Another irksome thing about that film: its women, who are quite literally the oldest types in the book. Tomei is an exciting Mary Magdalene, who can’t seem to resist a roll in the hay but who maintains a kind of unearned innocence, simply because the director says so. Meanwhile Sissy Spacek’s character, a mother trying to head off her college-bound son’s affair with an older woman saddled with kids and a scumball ex, is an interferer and a cruel castrator. It’s been amusing to read critics gush over how radiant Tomei is, and how understandable that the father would want his son’s affair with her to continue so that he can vicariously go there, too—them’s some interesting family values! But Spacek, the one character in the film with a responsible impulse, needs to be punished to remember her human side. Is this what they mean when they talk about the film’s returning people to primitive choices?
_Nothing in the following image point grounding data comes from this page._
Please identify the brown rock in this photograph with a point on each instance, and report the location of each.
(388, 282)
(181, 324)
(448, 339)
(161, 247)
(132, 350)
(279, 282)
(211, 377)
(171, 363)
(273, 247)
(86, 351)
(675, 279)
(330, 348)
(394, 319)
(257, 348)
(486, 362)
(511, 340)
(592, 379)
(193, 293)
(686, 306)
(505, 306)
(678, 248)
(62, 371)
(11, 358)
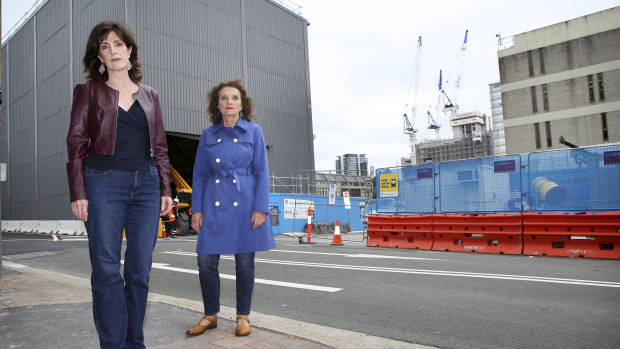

Time runs short, so I’ll turn to Ghost World, especially the magnificent, adorable, and peerlessly creepy Steve Buscemi. He is beautiful here, it’s true, and Zwigoff deserves credit for coaxing this beauty out of him; and advantageously for the movie he plays a nerdy devotee of old jazz records, thus indirectly providing film critics who want one a fun, self-referential way to laugh at themselves. But sorry to break up your consensus, Tony: Without Buscemi’s charisma and insight and big, fragile Frisbee eyes, this film falls apart. I don’t mean to comment on Thora Birch the actress, who is really talented. But being in the presence of her character is a ticket to a headache. She is insatiable, a monster of need who uses everyone in sight, and the director is never moved to explain why. Zwigoff’s self-promoting, decade-late satire of P.C. culture with its rhetoric of therapy hasn’t prevented him from making a movie that at every point seems to stamp its foot and cry: Me! Me! Hey—over here—me!